Having been in the industry for longer than I care admit, I have seen the growth pre and post public internet. With that growth, there have been many changes with how organizations address the balance of IT Operations and Security, where tension still exists.
IT Ops must keep the business running by providing reliability, uptime, scalability, and quality while Security must protect and secure these functions. Often times, these teams are at odds and can clash. Some of this is rooted in the organizational structure where, traditionally, the CISO reports to the CIO who, in turn, reports to the board or the CEO. This means that the CIO has power to “kill” a CISO initiative if it negatively impacts the Ops side of the house regardless of its reduction of risk.
In order to continue to help drive this risk profile lower we should stop, step back and look at how we operate and course correct (if we need to) in order to benefit the business. Part of that correction starts with C-Level realignment. CISOs and CIOs should be partners who both report to the CEO or COO. This way, when something needs to be done that impacts business function and security the CEO / COO can be the deciding factor.

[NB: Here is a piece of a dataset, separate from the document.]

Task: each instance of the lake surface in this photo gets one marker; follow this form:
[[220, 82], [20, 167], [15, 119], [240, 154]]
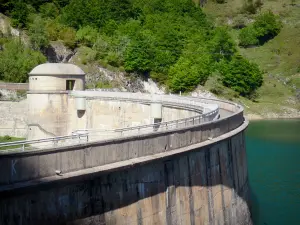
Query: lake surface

The next thing to consider is collaboration at the operator levels. If you find friction, address it immediately and cut it out of the organization. Make sure the security side understands the “why” of the business side and that operations understands the “why” of the security side. For example: “We need to bring the customer a much better experience and quicker service. This means we need to provide XYZ level or access.” What does this level of access do to the risk profile and ability to get at other assets in the company?
Each side needs to understand the other side, and it’s important to know the players making the decisions and involved in the process. When a stalemate occurs, management must step in and do what is right for the business on all fronts.
This all seems logical and straightforward but we still live in this world of “us vs. them” when it comes to operations and security. It may make sense to do cross training, which can bring respect and understanding as well as identify talent on staff. It may also open the door for building a more resilient organization.
Another area where cross training can assist is with projects. Do you have a project planning group that is cross functional involving the other parts of the business? There are times when some “security” projects are actually in the hands of operations. For instance, an email project that involves encryption or threat protection. Because it relates to email, which is traditionally owned by Ops/infrastructure, is this one actually a security project? It makes sense to have teams from both sides work on this as a joint project. How about a cloud project? With data and systems in an external environment you need both operational resiliency and security.
It’s time the walls come down between operations and security groups for the health of the overall business. Egos should be tempered and organization structures need to be realigned. By doing these things, you are allowing the organization to ultimately operate more effectively and preparing for the unknown TOGETHER – from business inefficiency to security breach.
Either way, when operations and security are in line with one another, the organization is in a better place. So, tear down the walls and build something better by working together.